Low-diameter topologies such as Dragonfly and Slim Fly are increasingly adopted in HPC and datacenter networks, yet existing load balancing techniques either rely on proprietary in-network mechanisms or fail to utilize the full path diversity of these topologies. We introduce Spritz, a flexible sender-based load balancing framework that shifts adaptive topology-aware routing to the endpoints using only standard Ethernet features. We propose two algorithms, Spritz-Scout and Spritz-Spray that, respectively, explore and adaptively cache efficient paths using ECN, packet trimming, and timeout feedback. Through simulation on Dragonfly and Slim Fly topologies with over 1000 endpoints, Spritz outperforms ECMP, UGAL-L, and prior sender-based approaches by up to 1.8x in flow completion time under AI training and datacenter workloads, while offering robust failover with performance improvements of up to 25.4x under link failures, all without additional hardware support. Spritz enables datacenter-scale, commodity Ethernet networks to efficiently leverage low-diameter topologies, offering unified routing and load balancing for the Ultra Ethernet era.
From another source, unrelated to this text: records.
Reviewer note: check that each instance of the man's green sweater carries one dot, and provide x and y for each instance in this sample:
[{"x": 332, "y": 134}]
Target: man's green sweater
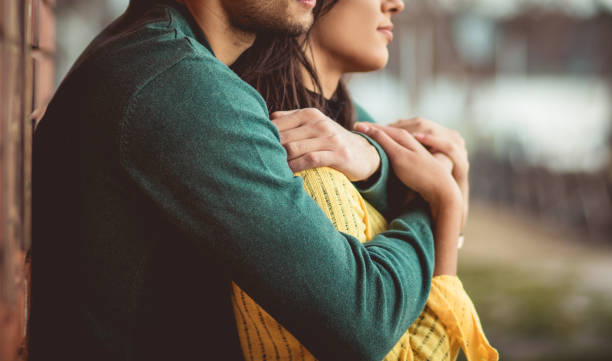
[{"x": 158, "y": 179}]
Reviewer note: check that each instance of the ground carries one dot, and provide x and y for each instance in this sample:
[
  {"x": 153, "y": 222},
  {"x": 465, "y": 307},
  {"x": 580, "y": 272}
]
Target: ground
[{"x": 542, "y": 292}]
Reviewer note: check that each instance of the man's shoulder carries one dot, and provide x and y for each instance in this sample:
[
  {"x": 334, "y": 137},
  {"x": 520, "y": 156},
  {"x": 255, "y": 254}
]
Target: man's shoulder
[{"x": 159, "y": 61}]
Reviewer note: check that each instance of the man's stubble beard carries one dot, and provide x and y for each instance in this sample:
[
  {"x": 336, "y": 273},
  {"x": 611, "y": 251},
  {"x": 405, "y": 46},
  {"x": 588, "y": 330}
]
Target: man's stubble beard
[{"x": 265, "y": 16}]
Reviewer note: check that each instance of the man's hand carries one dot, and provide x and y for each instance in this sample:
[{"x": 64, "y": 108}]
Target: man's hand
[
  {"x": 442, "y": 141},
  {"x": 314, "y": 140}
]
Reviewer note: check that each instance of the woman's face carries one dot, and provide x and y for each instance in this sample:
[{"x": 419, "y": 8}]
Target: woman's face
[{"x": 353, "y": 36}]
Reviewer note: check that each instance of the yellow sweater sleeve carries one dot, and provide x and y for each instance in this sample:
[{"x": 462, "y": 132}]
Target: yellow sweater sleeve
[{"x": 445, "y": 324}]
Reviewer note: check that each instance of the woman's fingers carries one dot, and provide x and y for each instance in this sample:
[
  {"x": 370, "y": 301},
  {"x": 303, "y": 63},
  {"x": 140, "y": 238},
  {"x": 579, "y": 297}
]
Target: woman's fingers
[{"x": 456, "y": 153}]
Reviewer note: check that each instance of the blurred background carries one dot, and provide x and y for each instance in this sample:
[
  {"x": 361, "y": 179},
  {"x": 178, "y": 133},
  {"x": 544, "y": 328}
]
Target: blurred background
[{"x": 529, "y": 85}]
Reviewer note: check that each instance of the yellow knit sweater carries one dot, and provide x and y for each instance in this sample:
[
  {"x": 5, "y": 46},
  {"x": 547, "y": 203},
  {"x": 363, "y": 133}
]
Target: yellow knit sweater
[{"x": 448, "y": 322}]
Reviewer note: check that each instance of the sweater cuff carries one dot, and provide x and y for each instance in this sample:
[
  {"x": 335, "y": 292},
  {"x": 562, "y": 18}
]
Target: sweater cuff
[{"x": 375, "y": 189}]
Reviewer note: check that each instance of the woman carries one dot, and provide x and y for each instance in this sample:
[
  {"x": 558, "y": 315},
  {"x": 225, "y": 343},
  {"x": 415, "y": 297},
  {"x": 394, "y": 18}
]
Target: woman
[{"x": 352, "y": 36}]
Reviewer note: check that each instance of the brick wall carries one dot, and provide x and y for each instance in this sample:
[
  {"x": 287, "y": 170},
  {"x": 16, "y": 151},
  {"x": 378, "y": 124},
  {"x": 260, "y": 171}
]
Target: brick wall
[{"x": 27, "y": 52}]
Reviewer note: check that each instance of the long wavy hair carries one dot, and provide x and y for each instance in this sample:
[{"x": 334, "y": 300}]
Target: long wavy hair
[{"x": 273, "y": 66}]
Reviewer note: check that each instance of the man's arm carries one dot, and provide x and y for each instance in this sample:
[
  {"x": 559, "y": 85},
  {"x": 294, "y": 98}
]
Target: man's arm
[
  {"x": 203, "y": 150},
  {"x": 386, "y": 192}
]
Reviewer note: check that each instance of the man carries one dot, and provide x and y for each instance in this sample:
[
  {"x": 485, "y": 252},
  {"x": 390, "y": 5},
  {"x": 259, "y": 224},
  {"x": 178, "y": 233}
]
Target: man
[{"x": 158, "y": 179}]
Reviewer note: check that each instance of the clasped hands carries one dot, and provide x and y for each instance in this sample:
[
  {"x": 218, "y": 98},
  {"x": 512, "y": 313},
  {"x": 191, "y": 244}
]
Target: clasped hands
[{"x": 427, "y": 157}]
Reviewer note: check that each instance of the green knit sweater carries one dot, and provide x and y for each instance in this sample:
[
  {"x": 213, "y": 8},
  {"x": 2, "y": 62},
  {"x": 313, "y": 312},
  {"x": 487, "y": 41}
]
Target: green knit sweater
[{"x": 157, "y": 179}]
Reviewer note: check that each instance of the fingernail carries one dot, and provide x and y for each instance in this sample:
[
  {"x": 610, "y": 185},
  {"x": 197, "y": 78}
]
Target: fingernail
[{"x": 362, "y": 127}]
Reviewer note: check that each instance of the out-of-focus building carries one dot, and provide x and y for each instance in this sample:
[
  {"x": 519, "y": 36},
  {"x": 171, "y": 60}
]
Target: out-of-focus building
[{"x": 528, "y": 84}]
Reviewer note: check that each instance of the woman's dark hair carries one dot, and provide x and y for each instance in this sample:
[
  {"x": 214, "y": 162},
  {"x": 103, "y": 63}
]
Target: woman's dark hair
[{"x": 273, "y": 66}]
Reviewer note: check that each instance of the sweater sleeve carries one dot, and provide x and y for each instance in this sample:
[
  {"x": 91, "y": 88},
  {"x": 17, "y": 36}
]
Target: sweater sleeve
[{"x": 206, "y": 154}]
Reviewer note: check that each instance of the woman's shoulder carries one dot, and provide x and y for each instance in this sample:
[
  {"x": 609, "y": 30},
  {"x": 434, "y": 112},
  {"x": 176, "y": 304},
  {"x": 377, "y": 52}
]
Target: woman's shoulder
[{"x": 362, "y": 115}]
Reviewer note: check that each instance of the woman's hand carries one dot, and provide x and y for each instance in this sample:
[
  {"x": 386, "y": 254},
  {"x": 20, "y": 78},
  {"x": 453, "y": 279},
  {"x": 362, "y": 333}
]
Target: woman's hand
[
  {"x": 312, "y": 140},
  {"x": 442, "y": 141},
  {"x": 415, "y": 166},
  {"x": 418, "y": 169}
]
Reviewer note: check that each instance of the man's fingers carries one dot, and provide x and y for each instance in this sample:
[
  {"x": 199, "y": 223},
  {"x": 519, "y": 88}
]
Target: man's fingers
[
  {"x": 401, "y": 136},
  {"x": 417, "y": 124},
  {"x": 300, "y": 133},
  {"x": 311, "y": 160},
  {"x": 378, "y": 134},
  {"x": 282, "y": 113},
  {"x": 284, "y": 120},
  {"x": 299, "y": 148},
  {"x": 444, "y": 160}
]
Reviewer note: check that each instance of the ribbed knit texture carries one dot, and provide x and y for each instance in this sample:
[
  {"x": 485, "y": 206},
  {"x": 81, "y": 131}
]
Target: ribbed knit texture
[
  {"x": 448, "y": 322},
  {"x": 158, "y": 178}
]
翻译：在HPC和数据中心网络中，诸如蜻蜓拓扑（Dragonfly）和细飞拓扑（Slim Fly）等低直径拓扑正日益普及，然而现有的负载均衡技术要么依赖于专有的网内机制，要么未能充分利用这些拓扑的完整路径多样性。本文介绍Spritz，一种灵活的基于发送端的负载均衡框架，它仅利用标准以太网特性，将自适应的拓扑感知路由功能转移到终端节点上。我们提出了两种算法——Spritz-Scout和Spritz-Spray，它们分别利用ECN、数据包修剪和超时反馈来探索并自适应地缓存高效路径。通过在超过1000个端点的蜻蜓和细飞拓扑上进行仿真，在AI训练和数据中心工作负载下，Spritz在流完成时间上比ECMP、UGAL-L以及先前的基于发送端的方法提升了最高达1.8倍；同时在链路故障下提供稳健的故障切换，性能提升最高达25.4倍，且无需额外的硬件支持。Spritz使得数据中心规模的商用以太网能够高效利用低直径拓扑，为超以太网时代提供了统一的路由和负载均衡解决方案。